Multivariate Inliers and Outliers

This process calculates Mahalanobis distance based on available data to identify subject inliers and outliers in multivariate space from the multivariate mean . It also generates results by site to see which sites are extreme in this multivariate space.

Mahalanobis distance is plotted on the log scale to allow for easier examination of small scores. The reference line is derived from a transformation of the mean of the approximate chi-square distribution .

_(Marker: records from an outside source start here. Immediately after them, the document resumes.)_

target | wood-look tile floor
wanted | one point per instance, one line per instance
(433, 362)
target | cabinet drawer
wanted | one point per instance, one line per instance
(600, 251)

This process attempts to use as much data as possible. Along with sex and age, it takes all findings test codes by visit number and time number (if available), as well as frequencies of all event and intervention codes per subject. Of course, doing so can lead to missing data particularly for studies that do not appear to have a fixed number of visits or with lots of dropouts. Because Mahalanobis distance cannot be calculated with missing data present, there is an option to delete variables with at least X % of missing data based on the selected population and filters (default of 5%). Of remaining variables, scores are computed for those subjects with complete data. The general strategy of this process is to use as many variables as possible, while letting a few early dropouts fall out of the analysis.

What do I need?

This process requires the following variables:

•

DM ( ARM , SITEID , COUNTRY , USUBJID ). ( AGE and SEX are used if available.)

•

Findings domains require VISITNUM and xxSTRESN . ( xxTPTNUM is used if available.)

•

From Events or interventions domains, xxDECOD is required.

Domains that fail to meet the aforementioned criteria are not used.

Refer to Localization-Specific Value Specification for more information.

Output/Results

The output generated by this process is summarized in a tabbed report. Refer to the Multivariate Inliers and Outliers output documentation for detailed descriptions and guides to interpreting your results.